Em outras instâncias inferiores, a discrepância é ainda mais gritante: os desembargadores, cargo responsável por tomar decisões definitivas em tribunais de justiça estaduais e federais, tem em sua composição 138 negros, ou 8,8% de todos os desembargadores. São também 1.414 brancos, que representam 90,5% de todos os magistrados.
… e no gabinete de Bolsonaro
No Executivo também não é exigida a autodeclaração racial. Alguns dos ministros do presidente Jair Bolsonaro concorreram a cargos no Legislativo e, por isso, é possível ter uma ideia de como se enxergam: Ciro Nogueira, atual ministro-chefe da Casa Civil, foi eleito senador em 2018 se definindo como branco. Da mesma maneira se definiu Onyx Lorenzoni, atual chefe do Trabalho e da Previdência Social. Fábio Faria, titular das Comunicações, foi outro que precisou se autodeclarar para concorrer a cargo em 2018.
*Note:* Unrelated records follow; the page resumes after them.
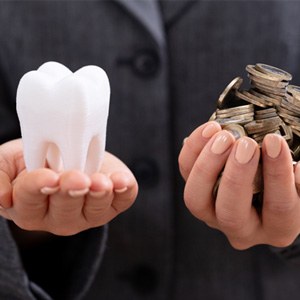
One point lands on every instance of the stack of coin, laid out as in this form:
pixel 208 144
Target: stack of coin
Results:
pixel 271 105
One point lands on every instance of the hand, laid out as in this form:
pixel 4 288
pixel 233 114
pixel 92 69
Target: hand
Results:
pixel 204 154
pixel 65 203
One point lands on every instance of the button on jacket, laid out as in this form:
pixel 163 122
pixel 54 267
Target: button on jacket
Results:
pixel 167 63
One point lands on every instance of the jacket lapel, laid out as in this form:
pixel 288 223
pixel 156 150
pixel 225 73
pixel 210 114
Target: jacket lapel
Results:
pixel 148 13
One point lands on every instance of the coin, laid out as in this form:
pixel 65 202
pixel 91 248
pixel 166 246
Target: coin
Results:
pixel 273 71
pixel 235 84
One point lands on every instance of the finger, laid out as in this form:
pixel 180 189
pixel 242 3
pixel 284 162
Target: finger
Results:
pixel 235 214
pixel 5 190
pixel 125 191
pixel 281 202
pixel 66 205
pixel 204 174
pixel 99 199
pixel 194 144
pixel 29 204
pixel 297 176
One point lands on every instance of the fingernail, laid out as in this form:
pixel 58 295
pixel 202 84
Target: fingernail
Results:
pixel 119 191
pixel 49 190
pixel 273 145
pixel 209 130
pixel 245 150
pixel 222 143
pixel 98 194
pixel 78 193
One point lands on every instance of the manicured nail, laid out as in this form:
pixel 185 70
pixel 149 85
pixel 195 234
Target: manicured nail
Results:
pixel 209 130
pixel 273 145
pixel 222 142
pixel 98 194
pixel 78 193
pixel 49 190
pixel 245 150
pixel 119 191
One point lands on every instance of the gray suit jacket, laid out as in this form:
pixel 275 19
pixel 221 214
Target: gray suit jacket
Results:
pixel 167 65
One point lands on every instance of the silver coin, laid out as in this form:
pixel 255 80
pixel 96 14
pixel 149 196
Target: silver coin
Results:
pixel 273 71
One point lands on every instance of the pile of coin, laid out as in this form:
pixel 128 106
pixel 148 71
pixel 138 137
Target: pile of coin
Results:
pixel 270 105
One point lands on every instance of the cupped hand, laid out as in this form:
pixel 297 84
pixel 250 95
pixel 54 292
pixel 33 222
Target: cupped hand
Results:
pixel 209 151
pixel 64 203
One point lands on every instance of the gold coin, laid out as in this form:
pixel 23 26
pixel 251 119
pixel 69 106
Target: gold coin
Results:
pixel 233 85
pixel 249 98
pixel 273 71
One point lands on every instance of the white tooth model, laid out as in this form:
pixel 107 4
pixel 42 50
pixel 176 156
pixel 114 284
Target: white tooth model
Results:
pixel 63 117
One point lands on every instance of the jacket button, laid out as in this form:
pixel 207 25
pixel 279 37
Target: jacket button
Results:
pixel 146 63
pixel 146 172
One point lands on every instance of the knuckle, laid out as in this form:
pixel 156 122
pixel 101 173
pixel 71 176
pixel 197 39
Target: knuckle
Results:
pixel 233 180
pixel 196 209
pixel 280 207
pixel 239 244
pixel 230 223
pixel 283 242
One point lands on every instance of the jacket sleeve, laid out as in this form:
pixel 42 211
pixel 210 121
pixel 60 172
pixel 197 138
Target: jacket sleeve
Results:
pixel 55 268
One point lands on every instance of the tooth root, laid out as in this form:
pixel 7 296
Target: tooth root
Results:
pixel 94 158
pixel 63 117
pixel 35 155
pixel 54 158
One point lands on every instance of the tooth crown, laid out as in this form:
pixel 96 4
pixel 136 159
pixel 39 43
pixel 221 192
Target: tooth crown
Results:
pixel 63 117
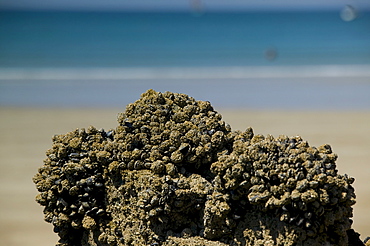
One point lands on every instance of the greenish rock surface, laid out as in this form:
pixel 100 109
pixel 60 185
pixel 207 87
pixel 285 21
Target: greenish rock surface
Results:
pixel 173 173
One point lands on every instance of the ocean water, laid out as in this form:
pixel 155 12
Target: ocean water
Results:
pixel 307 60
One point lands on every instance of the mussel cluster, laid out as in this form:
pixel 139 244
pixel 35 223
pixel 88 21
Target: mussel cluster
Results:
pixel 174 173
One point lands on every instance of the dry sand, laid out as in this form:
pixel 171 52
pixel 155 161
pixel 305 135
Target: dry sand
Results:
pixel 25 135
Os registros dão conta de apenas dois ministros do atual gabinete de Bolsonaro que têm autodeclarações públicas como pardos: a ministra-chefe da secretaria de governo, Flávia Arruda, e o ministro do Desenvolvimento Regional, Rogério Marinho, assim se definiram ao concorrer na Câmara em 2018.
Nilo Peçanha, que assumiu a Presidência entre 1909 e 1910, com a morte do titular, Afonso Pena, é o considerado por historiadores o primeiro e único presidente negro do país em 132 anos de república. Filho de pai branco e mãe negra, Nilo Peçanha era frequentemente hostilizado e ridicularizado por causa da cor da sua pele.